Hello!
Here are the minutes from this month's sysadmin meeting.
# Roll call: who's there and emergencies
anarcat, hiro, ln5, qbi and weasel are here.
# What has everyone been up to
## anarcat
* announced LDAP sudo transition plan ([#6367][]) * finished first phase of the hiera transition ([#30020][]) * deployed trocla in test ([#30009][]) * coordinate textile shutdown ([#31686][]) * announced jabber service shutdown ([#31700][]) * closed snowflake -> TPA transition ticket for now, external monitoring is sufficient ([#31232][]) * improvements on grafana dashboards * gitlab, nextcloud transitions coordination and oversight * ooni.tpo to ooni.io transition coordination ([#31718][]) * bugtracking on networking issues ([#31610][], [#31805][], [#31916][]) * regular janitorial work (security upgrades, reboots, crashes, disk space management, etc) * started needrestart deployment to reduce that work ([#31957][]) * completed the "reports card" questionaire ([#30881][]) * continued work on the upstream prometheus module * tested puppetboard as a Puppet Dashboard ([#31969][])

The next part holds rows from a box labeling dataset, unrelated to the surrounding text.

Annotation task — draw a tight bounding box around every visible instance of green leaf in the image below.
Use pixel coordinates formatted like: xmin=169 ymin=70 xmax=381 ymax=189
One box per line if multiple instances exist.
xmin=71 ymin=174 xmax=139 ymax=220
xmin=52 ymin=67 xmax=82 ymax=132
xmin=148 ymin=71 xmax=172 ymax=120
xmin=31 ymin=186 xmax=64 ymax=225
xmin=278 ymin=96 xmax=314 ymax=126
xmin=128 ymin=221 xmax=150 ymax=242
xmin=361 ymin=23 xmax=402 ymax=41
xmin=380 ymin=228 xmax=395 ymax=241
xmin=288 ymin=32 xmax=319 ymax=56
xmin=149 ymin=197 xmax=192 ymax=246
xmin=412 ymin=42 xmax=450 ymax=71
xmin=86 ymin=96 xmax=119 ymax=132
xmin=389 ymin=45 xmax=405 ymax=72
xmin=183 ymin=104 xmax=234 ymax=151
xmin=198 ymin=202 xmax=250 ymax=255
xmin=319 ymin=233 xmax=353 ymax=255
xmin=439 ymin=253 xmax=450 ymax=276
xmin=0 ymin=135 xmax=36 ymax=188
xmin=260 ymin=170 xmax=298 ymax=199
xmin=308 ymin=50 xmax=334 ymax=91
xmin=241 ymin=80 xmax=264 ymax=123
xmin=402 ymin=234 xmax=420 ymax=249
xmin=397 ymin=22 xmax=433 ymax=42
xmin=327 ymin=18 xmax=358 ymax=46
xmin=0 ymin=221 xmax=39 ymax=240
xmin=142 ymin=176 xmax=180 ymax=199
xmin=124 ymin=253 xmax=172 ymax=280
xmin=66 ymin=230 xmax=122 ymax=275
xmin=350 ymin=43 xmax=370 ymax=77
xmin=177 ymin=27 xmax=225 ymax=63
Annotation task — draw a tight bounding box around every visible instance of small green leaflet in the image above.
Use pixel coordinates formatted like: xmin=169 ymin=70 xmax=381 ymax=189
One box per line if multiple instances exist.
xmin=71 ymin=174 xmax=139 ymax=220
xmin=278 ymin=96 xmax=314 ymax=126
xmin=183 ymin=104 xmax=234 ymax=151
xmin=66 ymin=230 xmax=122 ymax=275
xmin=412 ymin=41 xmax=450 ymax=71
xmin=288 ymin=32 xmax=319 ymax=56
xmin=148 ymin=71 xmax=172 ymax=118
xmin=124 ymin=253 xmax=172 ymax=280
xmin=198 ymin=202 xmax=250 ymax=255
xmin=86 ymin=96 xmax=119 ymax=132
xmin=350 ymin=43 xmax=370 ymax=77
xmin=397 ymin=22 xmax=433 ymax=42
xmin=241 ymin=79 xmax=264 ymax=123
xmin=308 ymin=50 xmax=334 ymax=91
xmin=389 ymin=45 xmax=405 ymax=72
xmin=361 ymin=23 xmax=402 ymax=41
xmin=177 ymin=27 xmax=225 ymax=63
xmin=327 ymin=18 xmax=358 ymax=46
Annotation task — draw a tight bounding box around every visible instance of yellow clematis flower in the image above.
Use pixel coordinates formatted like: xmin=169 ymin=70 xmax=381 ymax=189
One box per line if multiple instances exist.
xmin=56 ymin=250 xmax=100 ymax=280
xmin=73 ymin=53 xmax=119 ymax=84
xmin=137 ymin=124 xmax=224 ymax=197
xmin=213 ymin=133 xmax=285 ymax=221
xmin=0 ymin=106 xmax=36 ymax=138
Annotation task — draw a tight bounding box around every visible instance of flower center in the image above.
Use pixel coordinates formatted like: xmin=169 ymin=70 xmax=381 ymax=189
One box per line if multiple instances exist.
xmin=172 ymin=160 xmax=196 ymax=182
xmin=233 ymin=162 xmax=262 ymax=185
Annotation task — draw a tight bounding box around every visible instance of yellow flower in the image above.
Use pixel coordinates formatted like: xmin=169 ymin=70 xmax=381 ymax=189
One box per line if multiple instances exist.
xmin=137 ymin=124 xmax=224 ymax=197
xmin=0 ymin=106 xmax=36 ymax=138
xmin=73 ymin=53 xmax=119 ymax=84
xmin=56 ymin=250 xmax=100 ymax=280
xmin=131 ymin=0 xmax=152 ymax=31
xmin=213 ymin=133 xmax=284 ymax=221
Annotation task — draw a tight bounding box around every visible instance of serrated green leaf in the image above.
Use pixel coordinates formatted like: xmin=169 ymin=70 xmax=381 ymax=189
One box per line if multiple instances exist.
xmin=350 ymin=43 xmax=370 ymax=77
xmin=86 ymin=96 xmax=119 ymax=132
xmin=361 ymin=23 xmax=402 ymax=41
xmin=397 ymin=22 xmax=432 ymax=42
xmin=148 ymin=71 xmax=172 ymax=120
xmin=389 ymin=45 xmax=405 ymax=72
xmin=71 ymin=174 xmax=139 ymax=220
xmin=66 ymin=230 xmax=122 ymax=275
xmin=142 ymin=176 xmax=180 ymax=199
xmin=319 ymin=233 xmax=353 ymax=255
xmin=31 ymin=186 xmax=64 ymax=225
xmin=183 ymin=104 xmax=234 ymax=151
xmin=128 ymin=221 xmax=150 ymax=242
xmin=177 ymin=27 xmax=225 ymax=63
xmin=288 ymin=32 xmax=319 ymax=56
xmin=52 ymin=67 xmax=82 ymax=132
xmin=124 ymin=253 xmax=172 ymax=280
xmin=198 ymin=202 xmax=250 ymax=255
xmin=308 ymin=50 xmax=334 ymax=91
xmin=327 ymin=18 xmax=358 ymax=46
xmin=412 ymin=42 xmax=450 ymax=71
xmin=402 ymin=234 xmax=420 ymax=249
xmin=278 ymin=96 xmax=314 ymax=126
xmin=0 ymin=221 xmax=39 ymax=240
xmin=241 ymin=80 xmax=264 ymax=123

[#6367]: https://bugs.torproject.org/6367 [#30009]: https://bugs.torproject.org/30009 [#30020]: https://bugs.torproject.org/30020 [#31232]: https://bugs.torproject.org/31232 [#31686]: https://bugs.torproject.org/31686 [#31700]: https://bugs.torproject.org/31700 [#31718]: https://bugs.torproject.org/31718 [#31610]: https://bugs.torproject.org/31610 [#31805]: https://bugs.torproject.org/31805 [#31916]: https://bugs.torproject.org/31916 [#31969]: https://bugs.torproject.org/31969
## weasel
* Started with new onionoo hosts. Currently there's just one backend on fsn, irl is doing the service part (cf. #31659) * puppet cleanup: nameserver/hoster info * new static master on fsn * staticsync and bacula puppet cleanups/major-rework/syncs with debian * new fsn web frontends. only one is currently rotated * retire togashii, started retiring saxatile * moved windows VM away from textile * random updates/reboots/fixes * upgraded polyanthum to Debian 10
## Hiro
* Setup dip so that it can be easily rebased with debian upstream * Migrated gettor from getulum to gettor-01 * Random upgrades and reboots * Moving all my services to ansible or packages (no ad - hoc configuration): - Gettor can be deployed and updated via ansible - Survey should be deployed and updated via ansible - Gitlab (dip) is already on ansible - Schleuder should be maintained via packages * Nagios checks for gettor
## ln5
Didn't do much. :(
## qbi
Didn't do volunteering due to private stuff
# What we're up to next
## anarcat
New:
* LDAP sudo transition ([#6367][]) * jabber service shutdown ([#31700][]) * considering unattended-upgrades or at least automated needrestart deployment ([#31957][]) * followup on the various ops report card things ([#30881][]) * maybe deploy puppetboard as a Puppet Dashboard ([#31969][]), possibly moving puppetdb to a separate machine * nbg1/prometheus stability issues, ipsec seems to be the problem ([#31916][])
Continuing/stalled:
* director replacement ([#31786][]) * taking a break on hiera refactoring ([#30020][]) * send root@ emails to RT ([#31242][]) * followup with email services improvements ([#30608][]) * continue prometheus module merges * followup on SVN decomissionning ([#17202][])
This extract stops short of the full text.